Petite Marlène est sur sa chaise, qui pleure et qui pleure sans rien dire. L’oiseau donne ses derniers coups d’ailes, et quand il se pose sur le toit de la maison, le père dit :
- Ah ! je me sens vraiment tout joyeux et le soleil est si beau : il me semble que je vais revoir une vieille connaissance.
- Oh ! pas moi, dit la mère, je me sens oppressée et tout apeurée, j’ai les dents qui claquent, et dans mes veines on dirait qu’il y a du feu !
Elle se sent si mal qu’elle déchire son corsage pour essayer de respirer et se donner de l’air. Et la petite Marlène, dans son coin, est là qui pleure, qui pleure, et qui se tient son tablier devant les yeux ; et elle pleure tellement qu’elle a complètement mouillé son assiette. L’oiseau est venu se percher sur le genévrier ; il se met à chanter :

Ma mère m’a tué.

Alors la mère se bouche les oreilles et ferme les yeux pour ne rien voir ni entendre ; mais ses oreilles bourdonnent et elle entend comme un terrible tonnerre dedans, ses yeux la brûlent et elle voit comme des éclairs dedans.

Mon père m’a mangé.

- Oh ! mère, dit le père, dehors il y a un splendide oiseau qui chante merveilleusement, le soleil brille et chauffe magnifiquement, on respire un parfum qui ressemble à de la cannelle.

Ma soeurette Marlène
A pris bien de la peine.

La petite Marlène cache sa tête dans ses genoux et pleure de plus en plus.
- Je sors, dit le père, il faut que je voie cet oiseau de tout près.
- Oh non, n’y va pas ! proteste la mère. Il me semble que toute la maison tremble sur sa base et qu’elle s’effondre dans les flammes !
L’homme alla dehors néanmoins et regarda l’oiseau.

Pour recueillir mes os jetés
Dessous la table, et les nouer
Dans son foulard de soie
Qu’elle a porté sous le genévrier.
Kywitt, kywitt, bel oiseau que je suis !

Aux dernières notes, l’oiseau laissa tomber adroitement la chaîne d’or qui vint juste se mettre autour du cou de l’homme, exactement comme un collier qui lui allait très bien.
- Regardez ! dit l’homme en rentrant, voilà le cadeau que le bel oiseau m’a fait : cette magnifique chaîne d’or. Et voyez comme il est beau !
Mais la femme, dans son angoisse, s’écroula de tout son long dans la pièce et son bonnet lui tomba de la tête. L’oiseau, de nouveau, chantait :

Ma mère m’a tué.

- Ah ! s’écria la femme, si je pouvais être à mille pieds sous terre pour ne pas entendre cela !

Mon père m’a mangé.

La femme retomba sur le dos, blanche comme une morte.

Ma soeurette Marlène

chantait l’oiseau, et la petite Marlène s’exclama : « Je vais sortir aussi et voir quel cadeau l’oiseau me fera!» Elle se leva et sortit.

A pris bien de la peine
Pour recueillir mes os jetés
Dessous la table, et les nouer
Dans son foulard de soie.

Avec ces mots, l’oiseau lui lança les souliers.

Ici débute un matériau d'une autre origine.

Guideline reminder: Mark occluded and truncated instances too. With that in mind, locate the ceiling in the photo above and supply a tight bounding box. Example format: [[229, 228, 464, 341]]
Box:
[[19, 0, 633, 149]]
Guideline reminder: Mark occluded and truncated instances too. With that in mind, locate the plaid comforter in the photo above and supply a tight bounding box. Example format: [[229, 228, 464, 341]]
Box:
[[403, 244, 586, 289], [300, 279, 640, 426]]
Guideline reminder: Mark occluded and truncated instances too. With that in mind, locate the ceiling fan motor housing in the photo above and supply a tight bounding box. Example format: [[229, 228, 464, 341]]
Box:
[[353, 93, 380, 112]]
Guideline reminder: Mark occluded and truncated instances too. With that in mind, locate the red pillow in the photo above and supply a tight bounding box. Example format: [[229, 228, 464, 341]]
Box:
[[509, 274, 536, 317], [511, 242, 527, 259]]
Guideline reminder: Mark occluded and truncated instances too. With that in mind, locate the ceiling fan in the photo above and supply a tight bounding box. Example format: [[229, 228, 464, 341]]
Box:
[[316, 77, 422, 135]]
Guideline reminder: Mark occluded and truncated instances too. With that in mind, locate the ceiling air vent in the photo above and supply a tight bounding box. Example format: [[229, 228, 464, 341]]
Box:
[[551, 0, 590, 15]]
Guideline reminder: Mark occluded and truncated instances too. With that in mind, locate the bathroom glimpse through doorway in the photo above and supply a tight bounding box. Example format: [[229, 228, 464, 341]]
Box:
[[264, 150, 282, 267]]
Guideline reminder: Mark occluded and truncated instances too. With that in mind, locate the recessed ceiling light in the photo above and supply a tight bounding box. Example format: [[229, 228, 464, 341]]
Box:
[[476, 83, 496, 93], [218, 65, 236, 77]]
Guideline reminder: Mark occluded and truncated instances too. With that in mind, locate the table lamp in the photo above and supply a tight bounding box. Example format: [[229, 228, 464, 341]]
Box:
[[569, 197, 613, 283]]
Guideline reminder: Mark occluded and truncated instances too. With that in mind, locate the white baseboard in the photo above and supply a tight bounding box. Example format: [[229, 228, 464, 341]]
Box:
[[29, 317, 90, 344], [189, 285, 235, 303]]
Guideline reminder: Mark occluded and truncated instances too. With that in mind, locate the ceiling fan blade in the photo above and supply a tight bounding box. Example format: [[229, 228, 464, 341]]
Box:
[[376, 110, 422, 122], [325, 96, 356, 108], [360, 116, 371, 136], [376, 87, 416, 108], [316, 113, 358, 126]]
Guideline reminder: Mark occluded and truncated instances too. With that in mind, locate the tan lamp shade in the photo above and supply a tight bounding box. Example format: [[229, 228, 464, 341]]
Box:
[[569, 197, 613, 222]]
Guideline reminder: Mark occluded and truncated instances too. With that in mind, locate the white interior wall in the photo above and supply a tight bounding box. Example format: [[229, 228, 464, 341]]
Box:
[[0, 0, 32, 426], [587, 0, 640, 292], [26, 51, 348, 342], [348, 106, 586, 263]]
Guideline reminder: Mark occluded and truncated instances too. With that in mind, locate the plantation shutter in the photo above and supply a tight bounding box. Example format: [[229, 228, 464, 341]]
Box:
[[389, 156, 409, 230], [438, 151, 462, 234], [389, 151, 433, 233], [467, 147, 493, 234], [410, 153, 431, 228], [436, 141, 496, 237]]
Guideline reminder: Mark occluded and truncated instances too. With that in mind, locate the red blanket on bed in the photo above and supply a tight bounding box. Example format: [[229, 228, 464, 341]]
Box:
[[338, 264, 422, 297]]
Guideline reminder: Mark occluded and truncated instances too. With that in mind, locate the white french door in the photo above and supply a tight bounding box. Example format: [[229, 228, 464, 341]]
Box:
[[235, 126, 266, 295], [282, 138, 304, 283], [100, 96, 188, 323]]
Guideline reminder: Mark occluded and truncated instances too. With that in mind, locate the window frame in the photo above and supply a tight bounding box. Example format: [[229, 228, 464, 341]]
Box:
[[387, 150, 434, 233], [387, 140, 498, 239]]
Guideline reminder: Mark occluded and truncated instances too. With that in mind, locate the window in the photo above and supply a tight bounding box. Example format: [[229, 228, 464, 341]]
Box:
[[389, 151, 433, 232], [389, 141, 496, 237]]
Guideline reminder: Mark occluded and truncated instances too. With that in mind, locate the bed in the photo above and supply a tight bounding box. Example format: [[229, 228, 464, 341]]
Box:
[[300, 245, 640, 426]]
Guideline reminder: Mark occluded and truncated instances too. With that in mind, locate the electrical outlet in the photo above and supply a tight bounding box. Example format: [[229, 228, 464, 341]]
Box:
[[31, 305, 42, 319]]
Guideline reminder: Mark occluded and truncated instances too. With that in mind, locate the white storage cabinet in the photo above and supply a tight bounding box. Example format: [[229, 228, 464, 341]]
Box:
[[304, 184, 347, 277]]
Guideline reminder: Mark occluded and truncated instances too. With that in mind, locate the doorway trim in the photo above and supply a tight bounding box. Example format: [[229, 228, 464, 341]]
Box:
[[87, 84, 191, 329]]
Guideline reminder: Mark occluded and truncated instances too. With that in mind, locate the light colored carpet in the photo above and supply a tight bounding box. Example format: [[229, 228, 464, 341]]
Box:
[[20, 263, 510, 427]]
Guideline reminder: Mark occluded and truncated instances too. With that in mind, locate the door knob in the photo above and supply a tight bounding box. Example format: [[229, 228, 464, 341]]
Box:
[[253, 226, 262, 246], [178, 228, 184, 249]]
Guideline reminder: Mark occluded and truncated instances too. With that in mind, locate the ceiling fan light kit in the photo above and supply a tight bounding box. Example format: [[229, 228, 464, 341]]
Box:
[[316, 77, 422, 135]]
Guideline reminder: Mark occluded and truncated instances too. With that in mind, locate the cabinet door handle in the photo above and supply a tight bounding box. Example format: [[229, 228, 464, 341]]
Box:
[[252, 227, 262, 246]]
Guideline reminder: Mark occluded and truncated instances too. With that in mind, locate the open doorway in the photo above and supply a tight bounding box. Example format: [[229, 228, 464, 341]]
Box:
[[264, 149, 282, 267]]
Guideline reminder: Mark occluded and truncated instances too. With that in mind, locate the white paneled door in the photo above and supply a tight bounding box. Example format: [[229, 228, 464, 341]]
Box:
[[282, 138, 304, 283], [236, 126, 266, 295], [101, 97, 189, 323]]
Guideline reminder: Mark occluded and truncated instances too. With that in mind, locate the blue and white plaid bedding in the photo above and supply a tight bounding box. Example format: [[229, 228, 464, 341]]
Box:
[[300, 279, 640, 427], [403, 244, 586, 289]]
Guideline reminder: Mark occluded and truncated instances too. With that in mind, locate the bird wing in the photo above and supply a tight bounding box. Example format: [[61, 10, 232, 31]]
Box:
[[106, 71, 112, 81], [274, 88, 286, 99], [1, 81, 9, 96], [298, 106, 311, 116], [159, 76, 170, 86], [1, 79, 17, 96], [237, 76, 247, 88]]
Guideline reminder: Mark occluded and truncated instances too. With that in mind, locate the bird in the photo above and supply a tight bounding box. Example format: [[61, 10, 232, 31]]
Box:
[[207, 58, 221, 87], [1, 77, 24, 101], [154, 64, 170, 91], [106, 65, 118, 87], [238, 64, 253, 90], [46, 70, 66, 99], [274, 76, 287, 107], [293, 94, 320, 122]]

Qu’elle a porté sous le genévrier.
Kywitt, kywitt, bel oiseau que je suis !

La petite Marlène sentit que tout devenait lumineux et gai pour elle ; elle enfila les souliers rouges et neufs et se mit à danser et à sauter, tellement elle s’y trouvait bien, rentrant toute heureuse dans la maison.
- Oh ! dit-elle, moi qui me sentais si triste quand je suis venue dehors, et à présent tout est si clair ! C’est vraiment un merveilleux oiseau que celui-là, et il m’a fait cadeau de souliers rouges !
- Que non ! que non ! dit la femme en revenant à elle et en se relevant, et ses cheveux se dressaient sur sa tête comme des langues de feu. Pour moi, c’est comme si le monde entier s’anéantissait : il faut que je sorte aussi, peut-être que je me sentirai moins mal dehors !

Mais aussitôt qu’elle eut franchi la porte, badaboum ! l’oiseau laissa tomber la meule sur sa tête et la lui mit en bouillie. Le père et petite Marlène entendirent le fracas et sortirent pour voir. Mais que virent-ils ? De cet endroit s’élevait une vapeur qui s’enflamma et brûla en montant comme un jet de flammes, et quand ce fut parti, le petit frère était là, qui les prit tous les deux par la main. Et tous trois, pleins de joie, rentrèrent dans la maison, se mirent à table et mangèrent.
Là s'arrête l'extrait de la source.